The New York attorney general is investigating whether some of the nation’s biggest private equity firms have abused a tax strategy in order to slice hundreds of millions of dollars from their tax bills, according to executives with direct knowledge of the inquiry.
The attorney general, Eric T. Schneiderman, has in recent weeks subpoenaed more than a dozen firms seeking documents that would reveal whether they converted certain management fees collected from their investors into fund investments, which are taxed at a far lower rate than ordinary income.Among the firms to receive subpoenas are Kohlberg Kravis Roberts & Company, TPG Capital, Sun Capital Partners, Apollo Global Management, Silver Lake Partners and Bain Capital, which was founded by Mitt Romney, the Republican nominee for president. Representatives for the firms declined to comment on the inquiry.

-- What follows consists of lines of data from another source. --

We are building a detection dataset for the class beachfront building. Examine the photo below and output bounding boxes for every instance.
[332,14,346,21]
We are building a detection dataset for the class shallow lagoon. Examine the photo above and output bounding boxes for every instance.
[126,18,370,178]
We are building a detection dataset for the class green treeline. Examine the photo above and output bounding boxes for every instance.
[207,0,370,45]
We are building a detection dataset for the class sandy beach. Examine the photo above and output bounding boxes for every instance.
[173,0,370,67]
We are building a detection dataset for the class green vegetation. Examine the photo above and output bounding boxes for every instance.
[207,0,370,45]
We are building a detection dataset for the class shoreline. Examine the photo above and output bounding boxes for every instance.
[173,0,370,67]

Mr. Schneiderman’s investigation will intensify scrutiny of an industry already bruised by the campaign season, as President Obama and the Democrats have sought to depict Mr. Romney through his long career in private equity as a businessman who dismantled companies and laid off workers while amassing a personal fortune estimated at $250 million.
Some executives at the firms said they feared that Mr. Schneiderman, a first-term Democrat with ties to the Obama administration, was seeking to embarrass the industry because of Mr. Romney’s roots at Bain. Others suggested that the subpoenas, which were issued by the attorney general’s Taxpayer Protection Bureau, might be part of an effort to recover more revenue for New York under state tax law. The attorney general’s office does not have the power to enforce federal tax laws.
You can bet New York wants that tax revenue. You can also bet the more Republicans scream about how it's sooooo unfair for anyone to be going after tax loopholes. And New York is holding all the leverage here. You want to be on Wall Street? You have to play by Empire State rules. Merry Christmas, Eric. Take them to the cleaners.